While the maximum range of a cannon was about 3 miles, the effective range of them was much lower, a few hundred yards. You get a few shots off, but eventually you are in range of the projectors unless you had the weather gage, especially as cannons weren't that devastating either unless raking and had a long reload. If low range really were an issue, carronades would have never been invented and no one ever had used double shot.
Also, greek fire was also used in grenade form with a bit longer range than projectors.
 

No.
While the maximum range of a cannon was about 3 miles, the effective range of them was much lower, a few hundred yards.
To clarify: Byzantine 'flame throwers' did not have a range anywhere near 100 yards, so by "No." You mean, "Yes, but..."
You get a few shots off, but eventually you are in range of the projectors unless you had the weather gage, especially as cannons weren't that devastating either unless raking and had a long reload. If low range really were an issue, carronades would have never been invented and no one ever had used double shot.
I suspect carronades'd've had quite the range advantage over said flamethrowers, as well. And that a ship carrying a lot of alchemist fire would be in a lot of trouble if it's projector were hit by a cannon or peppered with grape shot.

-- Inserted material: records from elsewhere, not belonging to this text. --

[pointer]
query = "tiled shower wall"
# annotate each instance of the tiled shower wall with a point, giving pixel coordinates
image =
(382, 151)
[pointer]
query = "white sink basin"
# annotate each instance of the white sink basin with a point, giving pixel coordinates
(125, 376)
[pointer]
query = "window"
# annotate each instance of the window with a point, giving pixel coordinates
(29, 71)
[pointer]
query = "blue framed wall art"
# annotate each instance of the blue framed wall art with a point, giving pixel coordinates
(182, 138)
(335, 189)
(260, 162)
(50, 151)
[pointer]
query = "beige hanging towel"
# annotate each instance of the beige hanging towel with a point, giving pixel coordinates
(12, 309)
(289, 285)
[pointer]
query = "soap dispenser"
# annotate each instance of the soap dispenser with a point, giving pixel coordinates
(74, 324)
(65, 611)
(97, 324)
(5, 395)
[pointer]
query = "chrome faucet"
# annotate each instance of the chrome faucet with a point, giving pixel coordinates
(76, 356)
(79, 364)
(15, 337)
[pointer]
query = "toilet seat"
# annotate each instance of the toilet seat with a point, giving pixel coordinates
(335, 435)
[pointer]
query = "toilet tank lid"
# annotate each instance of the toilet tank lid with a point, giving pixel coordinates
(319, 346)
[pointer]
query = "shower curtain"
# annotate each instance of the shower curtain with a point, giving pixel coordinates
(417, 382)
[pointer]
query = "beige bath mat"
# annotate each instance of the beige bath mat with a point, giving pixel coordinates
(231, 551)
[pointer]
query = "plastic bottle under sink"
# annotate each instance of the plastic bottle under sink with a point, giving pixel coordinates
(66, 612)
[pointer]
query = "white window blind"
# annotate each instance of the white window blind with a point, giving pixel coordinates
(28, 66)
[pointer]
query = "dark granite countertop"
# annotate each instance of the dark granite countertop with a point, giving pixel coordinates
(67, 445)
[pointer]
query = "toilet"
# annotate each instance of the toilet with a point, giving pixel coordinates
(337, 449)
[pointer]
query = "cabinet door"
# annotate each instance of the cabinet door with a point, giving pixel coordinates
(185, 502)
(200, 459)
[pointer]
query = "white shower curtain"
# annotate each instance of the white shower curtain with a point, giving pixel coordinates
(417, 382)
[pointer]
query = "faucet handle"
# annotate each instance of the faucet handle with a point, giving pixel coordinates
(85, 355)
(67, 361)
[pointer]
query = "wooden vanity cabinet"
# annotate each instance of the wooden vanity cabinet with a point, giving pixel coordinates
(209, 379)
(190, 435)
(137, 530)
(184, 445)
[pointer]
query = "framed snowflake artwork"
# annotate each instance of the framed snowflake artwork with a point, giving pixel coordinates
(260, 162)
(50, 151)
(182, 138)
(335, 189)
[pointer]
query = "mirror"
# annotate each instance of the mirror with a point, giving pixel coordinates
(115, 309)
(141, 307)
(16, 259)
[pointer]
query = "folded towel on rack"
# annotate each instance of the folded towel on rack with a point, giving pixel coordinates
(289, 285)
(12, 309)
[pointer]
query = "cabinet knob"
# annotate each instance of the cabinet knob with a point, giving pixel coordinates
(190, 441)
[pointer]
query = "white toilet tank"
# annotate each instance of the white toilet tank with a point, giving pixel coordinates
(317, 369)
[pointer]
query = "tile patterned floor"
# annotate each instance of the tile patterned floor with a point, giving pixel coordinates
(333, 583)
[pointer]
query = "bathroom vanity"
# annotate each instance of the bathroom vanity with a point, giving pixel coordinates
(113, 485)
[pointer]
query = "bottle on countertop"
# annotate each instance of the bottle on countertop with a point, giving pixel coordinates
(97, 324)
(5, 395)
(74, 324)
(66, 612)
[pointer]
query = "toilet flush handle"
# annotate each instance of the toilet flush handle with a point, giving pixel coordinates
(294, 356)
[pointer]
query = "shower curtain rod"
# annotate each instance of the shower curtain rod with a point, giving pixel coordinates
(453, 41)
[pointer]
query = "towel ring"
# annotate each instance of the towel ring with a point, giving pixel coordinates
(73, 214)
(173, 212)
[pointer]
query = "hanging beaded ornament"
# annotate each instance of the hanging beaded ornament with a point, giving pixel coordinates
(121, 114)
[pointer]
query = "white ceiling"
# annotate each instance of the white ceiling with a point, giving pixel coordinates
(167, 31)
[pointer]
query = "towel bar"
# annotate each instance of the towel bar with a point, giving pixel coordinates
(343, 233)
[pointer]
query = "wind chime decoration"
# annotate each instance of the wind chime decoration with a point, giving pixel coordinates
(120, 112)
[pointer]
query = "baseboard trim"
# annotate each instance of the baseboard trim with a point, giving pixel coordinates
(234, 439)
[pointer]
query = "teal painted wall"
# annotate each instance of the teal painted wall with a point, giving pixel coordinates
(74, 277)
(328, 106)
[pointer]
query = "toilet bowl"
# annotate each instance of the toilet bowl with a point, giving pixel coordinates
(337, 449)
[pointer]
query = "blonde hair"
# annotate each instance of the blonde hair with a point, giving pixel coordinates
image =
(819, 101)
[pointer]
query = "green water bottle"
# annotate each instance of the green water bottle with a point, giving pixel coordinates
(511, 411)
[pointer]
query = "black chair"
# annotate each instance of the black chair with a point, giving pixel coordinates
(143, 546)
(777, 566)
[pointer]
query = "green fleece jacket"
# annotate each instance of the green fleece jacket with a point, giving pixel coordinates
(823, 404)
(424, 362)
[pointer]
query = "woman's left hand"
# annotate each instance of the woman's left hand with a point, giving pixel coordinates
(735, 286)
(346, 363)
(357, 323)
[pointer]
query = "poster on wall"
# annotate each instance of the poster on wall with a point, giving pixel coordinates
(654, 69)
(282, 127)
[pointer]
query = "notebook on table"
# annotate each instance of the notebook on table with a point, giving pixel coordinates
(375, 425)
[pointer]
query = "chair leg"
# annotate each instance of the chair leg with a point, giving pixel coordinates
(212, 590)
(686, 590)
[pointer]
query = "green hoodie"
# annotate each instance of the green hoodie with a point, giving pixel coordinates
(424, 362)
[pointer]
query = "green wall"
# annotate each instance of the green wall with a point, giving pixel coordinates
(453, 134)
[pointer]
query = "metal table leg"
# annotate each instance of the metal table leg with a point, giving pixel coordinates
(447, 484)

But, it's quite correct that age of sail battles could go to short ranges, including boarding. And that incendiaries were used quite a bit, and didn't obviate other weapons & tactics.

I just can't see the impact being that great.

Now, D&D fireballs OTOH...
 

Beleriphon

Totally Awesome Pirate Brain
Now, D&D fireballs OTOH...
Why use chain shot when a fireball will destroy any rigging? I assume that's what you're going for, I'm not sure a fireball would quite be enough to set a ship of the line on fire, but it should be enough to render it completely immobile.

No just imagine if Edward Teach were actually a beholder or a mind flayer. Instead of Blackbeard we get Tentacle Face. He's like Pirates of the Caribbean's Davey Jones, but with psychic powers in addition to a squiggly chin. Yarr!
 

Why use chain shot when a fireball will destroy any rigging? I assume that's what you're going for, I'm not sure a fireball would quite be enough to set a ship of the line on fire, but it should be enough to render it completely immobile.
Yep, I was thinking of the effect on rigging. Just, a 20' diameter ball of fire that burns /everything/ it touches. A bomb is not so thorough.
 

Saelorn

Hero
If I could move D&D into another setting, I would choose the Algol system.

Sometimes I just want to hack at evil robots with my laser sword, while traversing a dungeon, in search of cake.